On top of that, people simply don't get to realize where AMD is coming from. They don't really acknowledge that AMD is putting out its first real desktop chip in about 3 years. They don't get how far AMD was from Intel. Maybe they would understand if they took the analogy of basketball games. For the last few years, AMD has been NBA LIVE, promising, failing, delaying, and canceling, in the hopes of an eventual return to glory. Unlike NBA LIVE, AMD actually took its time off to produce something really strong. They did this with a MUUUUUCH smaller team, and a lot less money, too.

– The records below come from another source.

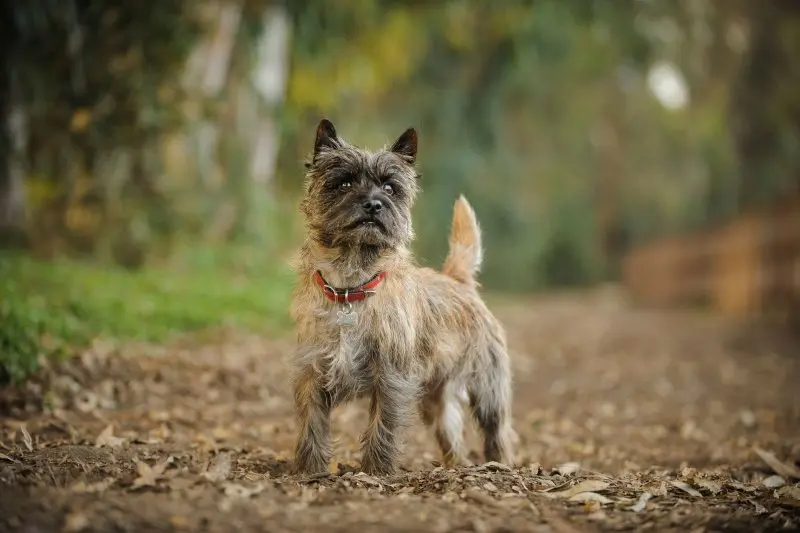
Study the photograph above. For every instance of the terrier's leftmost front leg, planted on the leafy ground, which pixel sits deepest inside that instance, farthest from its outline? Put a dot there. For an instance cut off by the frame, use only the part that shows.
(313, 406)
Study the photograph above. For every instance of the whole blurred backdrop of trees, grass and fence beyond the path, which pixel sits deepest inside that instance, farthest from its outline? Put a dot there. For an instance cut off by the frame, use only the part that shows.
(151, 159)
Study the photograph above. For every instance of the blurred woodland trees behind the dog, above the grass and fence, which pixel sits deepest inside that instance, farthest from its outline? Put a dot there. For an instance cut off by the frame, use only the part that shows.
(151, 123)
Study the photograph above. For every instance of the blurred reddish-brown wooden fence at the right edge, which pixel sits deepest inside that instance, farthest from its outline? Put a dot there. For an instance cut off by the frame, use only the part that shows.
(748, 266)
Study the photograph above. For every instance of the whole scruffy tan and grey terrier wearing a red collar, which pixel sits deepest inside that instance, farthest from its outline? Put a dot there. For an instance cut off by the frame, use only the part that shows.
(371, 323)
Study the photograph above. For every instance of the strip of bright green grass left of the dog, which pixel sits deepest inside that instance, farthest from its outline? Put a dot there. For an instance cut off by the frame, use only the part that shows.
(53, 307)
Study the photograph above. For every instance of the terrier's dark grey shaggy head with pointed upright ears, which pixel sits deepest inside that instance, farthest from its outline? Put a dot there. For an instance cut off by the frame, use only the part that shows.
(356, 198)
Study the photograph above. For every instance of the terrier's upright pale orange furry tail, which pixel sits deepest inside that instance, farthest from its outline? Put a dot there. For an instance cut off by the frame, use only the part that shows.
(464, 259)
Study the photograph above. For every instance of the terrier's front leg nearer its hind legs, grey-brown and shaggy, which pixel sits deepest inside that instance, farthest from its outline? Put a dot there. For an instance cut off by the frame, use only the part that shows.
(392, 397)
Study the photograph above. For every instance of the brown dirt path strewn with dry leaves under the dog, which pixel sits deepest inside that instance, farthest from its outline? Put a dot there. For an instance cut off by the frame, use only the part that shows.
(196, 437)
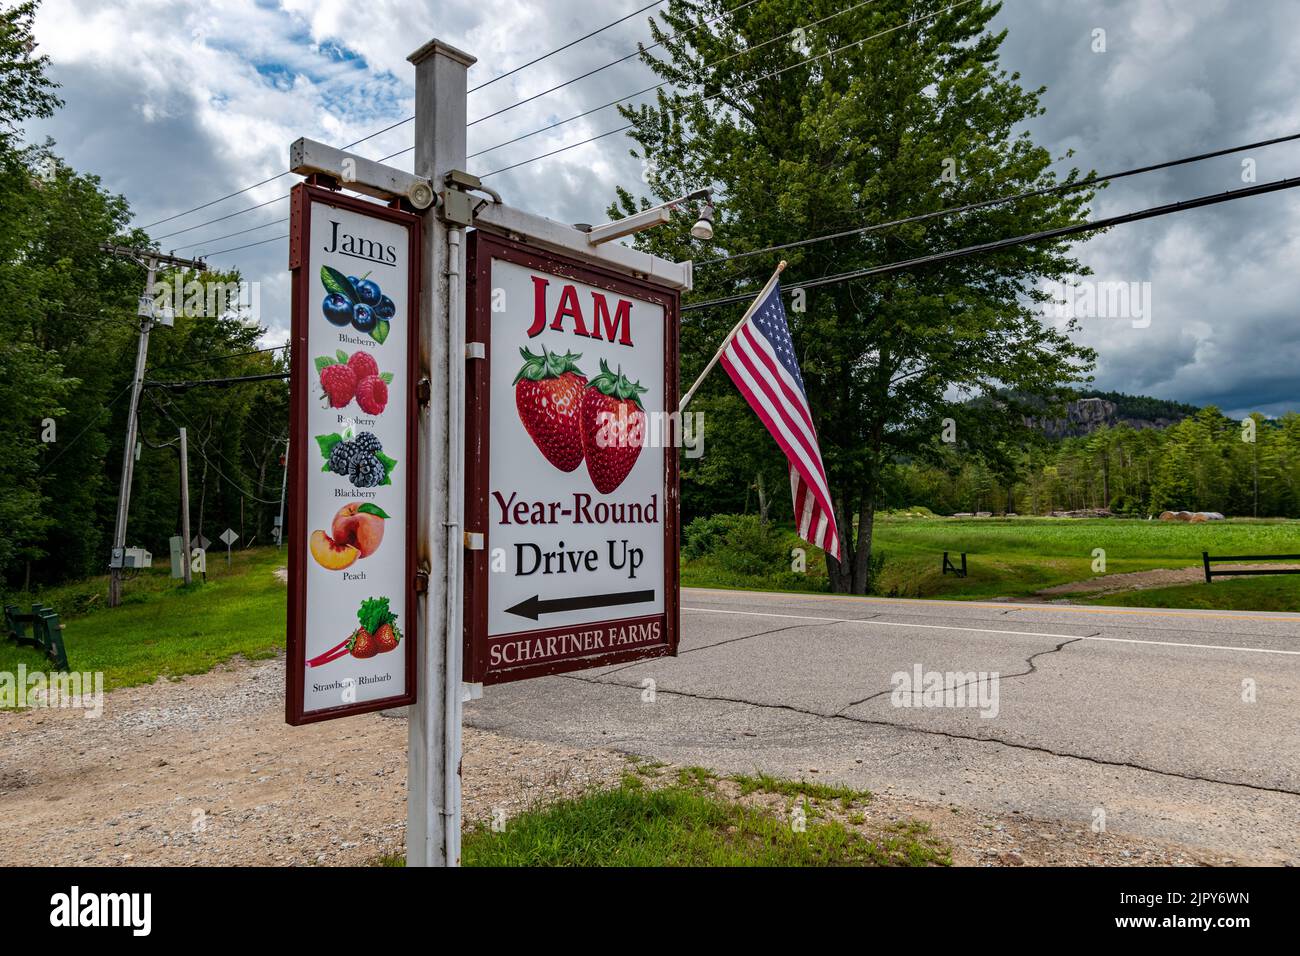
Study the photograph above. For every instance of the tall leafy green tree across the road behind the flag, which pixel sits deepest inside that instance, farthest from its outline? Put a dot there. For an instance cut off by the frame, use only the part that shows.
(882, 113)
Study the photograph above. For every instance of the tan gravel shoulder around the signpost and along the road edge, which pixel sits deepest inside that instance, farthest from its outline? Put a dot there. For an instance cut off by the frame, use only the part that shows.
(205, 772)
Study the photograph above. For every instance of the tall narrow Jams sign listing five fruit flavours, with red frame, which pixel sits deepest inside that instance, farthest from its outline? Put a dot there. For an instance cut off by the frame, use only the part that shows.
(353, 457)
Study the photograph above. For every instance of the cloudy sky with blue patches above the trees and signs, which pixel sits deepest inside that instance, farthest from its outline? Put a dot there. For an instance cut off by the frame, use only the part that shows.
(179, 102)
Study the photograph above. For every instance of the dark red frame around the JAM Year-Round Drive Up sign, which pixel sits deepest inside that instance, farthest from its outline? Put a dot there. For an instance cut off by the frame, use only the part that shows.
(483, 248)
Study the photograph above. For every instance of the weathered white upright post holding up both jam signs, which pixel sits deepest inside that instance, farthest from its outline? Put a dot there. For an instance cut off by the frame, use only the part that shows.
(434, 769)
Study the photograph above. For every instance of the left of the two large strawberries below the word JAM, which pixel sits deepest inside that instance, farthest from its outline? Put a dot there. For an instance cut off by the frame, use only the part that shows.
(549, 395)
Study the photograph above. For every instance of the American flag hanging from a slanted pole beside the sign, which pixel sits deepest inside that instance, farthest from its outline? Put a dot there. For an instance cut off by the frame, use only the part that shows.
(761, 361)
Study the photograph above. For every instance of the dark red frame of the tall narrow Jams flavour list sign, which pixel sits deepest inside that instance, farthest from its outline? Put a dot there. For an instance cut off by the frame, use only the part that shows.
(300, 388)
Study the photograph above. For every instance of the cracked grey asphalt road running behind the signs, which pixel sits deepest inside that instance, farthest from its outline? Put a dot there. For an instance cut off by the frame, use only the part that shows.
(1141, 716)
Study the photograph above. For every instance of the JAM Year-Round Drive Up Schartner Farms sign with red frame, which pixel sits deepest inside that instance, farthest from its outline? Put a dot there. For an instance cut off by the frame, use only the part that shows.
(571, 473)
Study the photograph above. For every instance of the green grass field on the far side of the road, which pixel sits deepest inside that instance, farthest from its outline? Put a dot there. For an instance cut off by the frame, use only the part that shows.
(1021, 556)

Lastly, no one seems to care that it's been 2 days. They think Zen on March 2 is Zen on December 2. There is no concept of improvements from launch with hardware, even as it's become commonplace with software. They read that there are bizarre problems coming up (SMT, power profiles, memory management, and more), but think those are permanent, or negligible. Why people don't expect a chunk of tweaks to smooth the platform out, I don't understand. Why they want AMD to fail so badly, and have Intel continue its overpriced monopoly on the high-end, I understand even less.